Hot take alert: Humans are stupid. We've always been stupid. Our brains simply do not have the capacity - in either long term memory or in throughput - to deal with real life.

To deal with this we have always simplified as much as we can.

Sometimes that means putting things into boxes: "Good" or "Bad", "Left" or "Right", "Rich" or "Poor", "Healthy" or "Unhealthy". Reality is always very murky, but simple boxes like this help us to make decisions quickly.

If we did not do this, you could spend a century deciding what to have for breakfast! Thinking about all the aspects - the companies involved and the way they treat their employees, the effect of various industries on the environment and economy, the various nutrients and how they interact with the rest of your diet, the long-term cost, whether it is sufficient variety, how long it takes to eat and whether time is a factor, how hard it is to clean up after, etc, etc.

Just eating breakfast could turn into nearly endless debate and back and forth if you really explored it.

The reality is, humans are not equipped to deal with reality's level of nuance. So, we take mental shortcuts. We place things into boxes. We make assumptions. We build simple hierarchies so we only need to know about what's below and above. (Part of what governments and companies are structured the way they are)

This is not a modern phenomenon - it has always been true about us. However, now there is much more information blasted at us constantly. Our very limited mental resources are more taxed, so we need to start making more assumptions, taking more shortcuts, simplifying things down more.

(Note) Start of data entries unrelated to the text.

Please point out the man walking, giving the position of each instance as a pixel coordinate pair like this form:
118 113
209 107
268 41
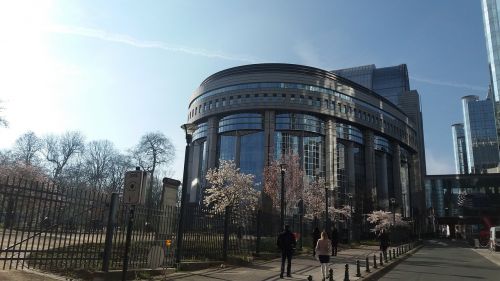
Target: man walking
286 243
335 241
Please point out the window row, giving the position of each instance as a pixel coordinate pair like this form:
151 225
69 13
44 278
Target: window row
346 109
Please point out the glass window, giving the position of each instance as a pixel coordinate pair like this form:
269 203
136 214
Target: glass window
301 122
242 121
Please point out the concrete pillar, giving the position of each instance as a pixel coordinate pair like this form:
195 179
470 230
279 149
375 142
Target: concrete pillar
212 140
371 192
169 202
351 170
269 126
382 184
331 153
396 175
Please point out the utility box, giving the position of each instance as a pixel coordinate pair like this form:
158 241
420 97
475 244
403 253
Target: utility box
134 192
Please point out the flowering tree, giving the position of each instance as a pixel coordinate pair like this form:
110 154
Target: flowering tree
314 198
384 220
293 180
229 187
343 212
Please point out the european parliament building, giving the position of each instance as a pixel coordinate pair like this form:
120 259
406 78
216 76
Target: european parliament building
362 142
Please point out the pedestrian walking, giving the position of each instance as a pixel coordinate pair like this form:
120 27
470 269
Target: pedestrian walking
286 243
323 249
384 242
315 235
335 241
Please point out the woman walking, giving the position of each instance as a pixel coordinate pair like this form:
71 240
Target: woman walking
324 249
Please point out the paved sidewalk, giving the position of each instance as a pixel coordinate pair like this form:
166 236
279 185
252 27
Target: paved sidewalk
302 267
27 275
494 257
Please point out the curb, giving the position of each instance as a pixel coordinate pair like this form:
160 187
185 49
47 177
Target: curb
388 267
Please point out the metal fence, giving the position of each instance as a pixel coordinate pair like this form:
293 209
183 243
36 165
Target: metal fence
51 227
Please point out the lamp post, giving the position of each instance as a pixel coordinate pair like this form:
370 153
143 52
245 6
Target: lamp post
282 214
188 129
392 200
349 195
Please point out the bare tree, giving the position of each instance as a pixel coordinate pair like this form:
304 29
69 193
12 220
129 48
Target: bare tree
3 121
154 150
118 166
27 148
58 150
97 158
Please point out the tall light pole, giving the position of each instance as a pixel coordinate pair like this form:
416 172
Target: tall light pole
393 203
189 130
349 195
282 214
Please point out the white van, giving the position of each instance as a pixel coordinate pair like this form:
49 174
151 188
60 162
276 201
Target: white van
495 238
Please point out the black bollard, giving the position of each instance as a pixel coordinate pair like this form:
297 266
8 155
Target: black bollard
346 275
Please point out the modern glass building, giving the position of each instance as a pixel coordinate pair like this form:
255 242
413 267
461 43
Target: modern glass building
361 142
459 148
469 201
491 17
480 134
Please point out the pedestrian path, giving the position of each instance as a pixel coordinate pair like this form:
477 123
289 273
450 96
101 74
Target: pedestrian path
302 267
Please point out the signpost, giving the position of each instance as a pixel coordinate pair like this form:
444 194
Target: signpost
134 194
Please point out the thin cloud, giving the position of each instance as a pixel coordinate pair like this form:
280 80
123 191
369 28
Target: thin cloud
131 41
449 84
438 165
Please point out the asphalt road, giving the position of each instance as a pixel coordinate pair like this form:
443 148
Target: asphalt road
444 260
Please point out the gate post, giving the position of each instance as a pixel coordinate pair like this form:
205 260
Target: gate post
113 206
225 244
257 243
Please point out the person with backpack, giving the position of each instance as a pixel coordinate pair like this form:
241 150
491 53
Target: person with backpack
286 243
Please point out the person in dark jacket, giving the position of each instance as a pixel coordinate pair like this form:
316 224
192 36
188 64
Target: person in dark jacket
286 243
335 241
316 235
384 242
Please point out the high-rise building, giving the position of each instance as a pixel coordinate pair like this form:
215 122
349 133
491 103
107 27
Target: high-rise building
491 19
480 134
392 83
459 148
365 145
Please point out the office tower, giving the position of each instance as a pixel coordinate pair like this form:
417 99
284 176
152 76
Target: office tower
459 148
480 134
362 143
393 84
491 17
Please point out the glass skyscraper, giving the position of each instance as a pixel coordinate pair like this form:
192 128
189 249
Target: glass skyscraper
460 148
480 134
357 139
491 16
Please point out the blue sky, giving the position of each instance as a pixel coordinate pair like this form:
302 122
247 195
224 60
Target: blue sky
118 69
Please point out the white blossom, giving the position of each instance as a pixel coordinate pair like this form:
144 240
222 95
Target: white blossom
229 187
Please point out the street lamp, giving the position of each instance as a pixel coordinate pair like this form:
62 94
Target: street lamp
393 203
349 195
189 130
282 215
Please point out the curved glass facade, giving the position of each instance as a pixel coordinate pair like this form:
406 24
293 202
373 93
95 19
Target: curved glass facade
241 139
317 118
304 135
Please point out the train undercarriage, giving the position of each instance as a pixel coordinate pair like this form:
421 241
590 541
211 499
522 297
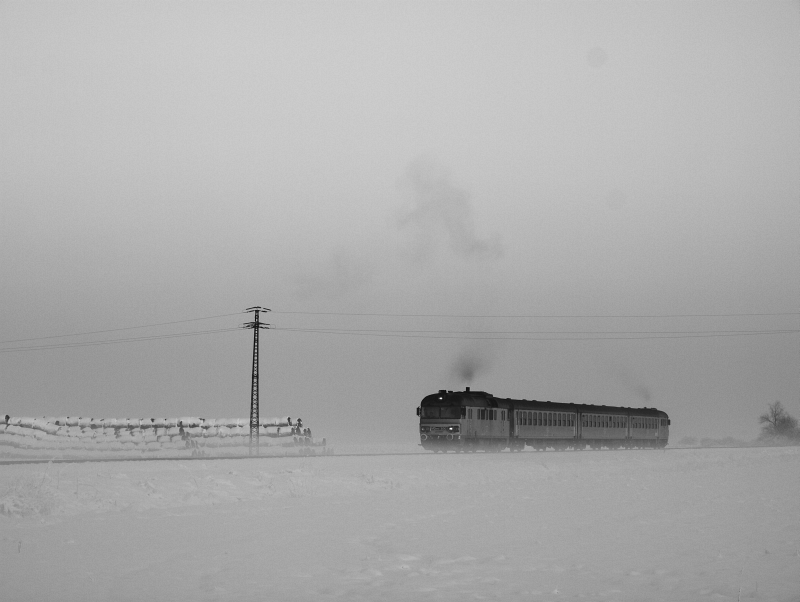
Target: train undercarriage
446 443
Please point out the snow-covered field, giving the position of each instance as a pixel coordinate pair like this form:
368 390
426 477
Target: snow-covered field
680 524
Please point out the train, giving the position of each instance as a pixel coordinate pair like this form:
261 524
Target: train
469 421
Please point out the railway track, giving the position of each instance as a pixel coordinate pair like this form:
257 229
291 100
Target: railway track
25 461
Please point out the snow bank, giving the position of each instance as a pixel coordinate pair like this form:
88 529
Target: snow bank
31 436
675 525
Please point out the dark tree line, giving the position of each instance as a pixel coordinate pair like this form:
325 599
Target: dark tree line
778 424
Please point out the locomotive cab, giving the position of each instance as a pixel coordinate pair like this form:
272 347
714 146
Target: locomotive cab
440 420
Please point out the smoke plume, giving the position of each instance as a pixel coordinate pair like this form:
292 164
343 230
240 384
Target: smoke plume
468 364
440 206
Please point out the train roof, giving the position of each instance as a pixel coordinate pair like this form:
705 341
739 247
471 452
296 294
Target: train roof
487 400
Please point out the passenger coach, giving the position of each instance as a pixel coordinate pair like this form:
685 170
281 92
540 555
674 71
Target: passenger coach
475 420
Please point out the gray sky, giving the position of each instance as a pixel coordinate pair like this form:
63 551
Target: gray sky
165 161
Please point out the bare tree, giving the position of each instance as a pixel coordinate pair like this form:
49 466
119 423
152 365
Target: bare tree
778 423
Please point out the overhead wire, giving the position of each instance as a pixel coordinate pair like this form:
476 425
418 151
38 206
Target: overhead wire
520 335
605 336
112 341
80 334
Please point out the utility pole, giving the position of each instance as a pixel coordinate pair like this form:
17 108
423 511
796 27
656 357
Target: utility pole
256 326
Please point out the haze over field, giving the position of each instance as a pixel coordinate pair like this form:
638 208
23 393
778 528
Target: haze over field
170 161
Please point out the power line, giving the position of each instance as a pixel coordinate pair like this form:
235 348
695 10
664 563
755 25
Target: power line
542 316
113 341
423 335
513 332
80 334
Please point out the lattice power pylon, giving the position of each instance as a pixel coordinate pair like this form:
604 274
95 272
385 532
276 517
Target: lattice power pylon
256 326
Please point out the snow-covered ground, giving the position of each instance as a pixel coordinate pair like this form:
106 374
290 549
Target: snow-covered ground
680 524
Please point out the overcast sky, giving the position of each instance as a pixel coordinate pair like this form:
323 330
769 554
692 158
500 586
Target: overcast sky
165 161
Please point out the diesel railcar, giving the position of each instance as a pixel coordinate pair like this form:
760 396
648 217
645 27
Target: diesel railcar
476 420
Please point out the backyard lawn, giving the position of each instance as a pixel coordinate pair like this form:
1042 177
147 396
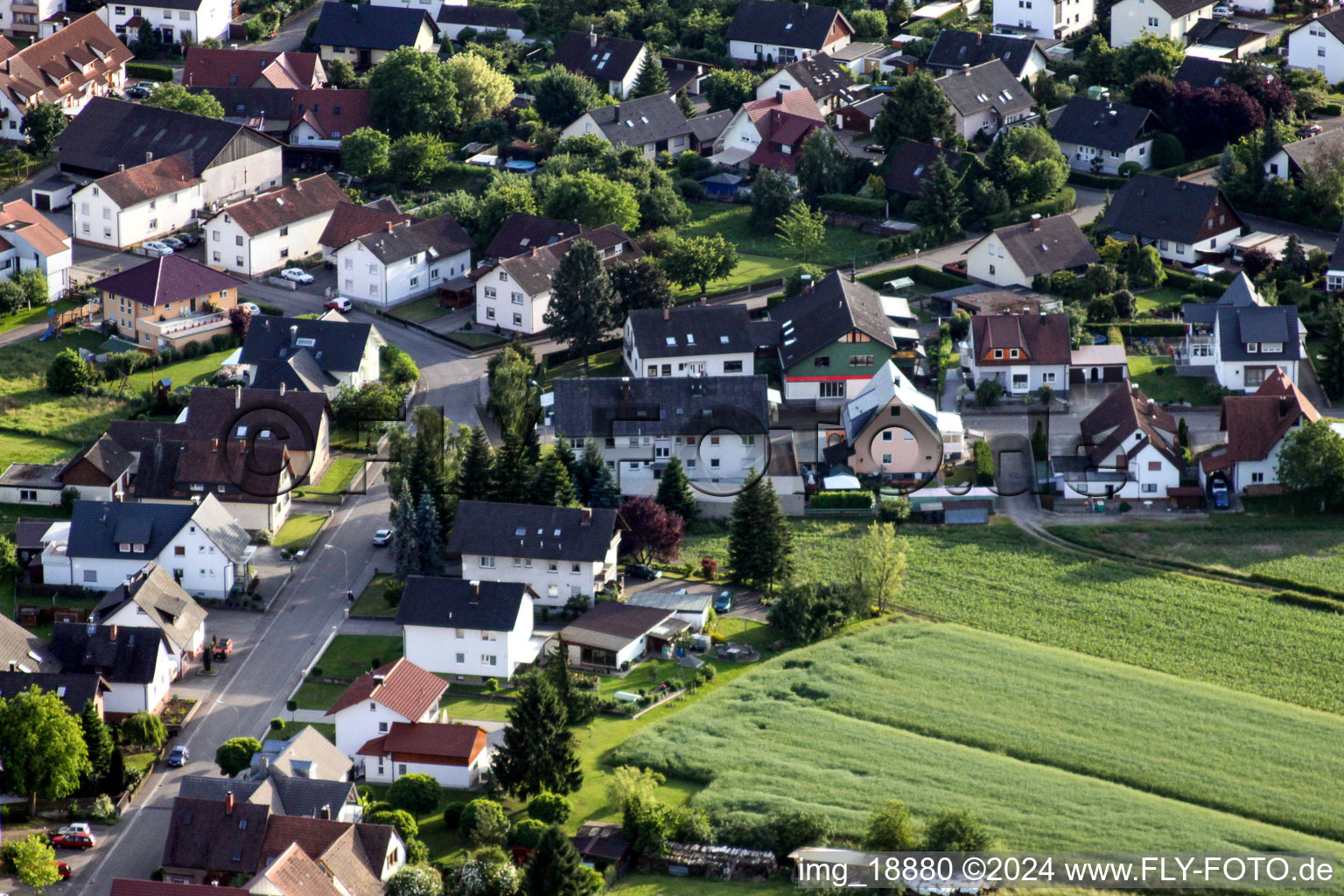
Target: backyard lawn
1158 381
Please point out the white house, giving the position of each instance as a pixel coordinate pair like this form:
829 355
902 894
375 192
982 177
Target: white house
1319 45
396 692
468 629
1043 19
142 203
276 228
403 261
454 755
1242 339
1013 256
1022 351
1132 19
697 340
558 552
202 546
175 20
515 293
150 599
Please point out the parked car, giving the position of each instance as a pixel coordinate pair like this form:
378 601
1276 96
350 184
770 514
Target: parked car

A lot of people would point to our technology as evidence otherwise, but I think that's a bit false. We only make real technological progress by having large groups of people slam their head against one tiny aspect of a problem for nearly their entire lives. Sometimes we get lucky and get breakthroughs, but that's the exception and not the rule IMO. These days it can take a good third of our lifetimes just to get familiar with the problem we're trying to solve. It's just not sustainable. Our brains are too weak.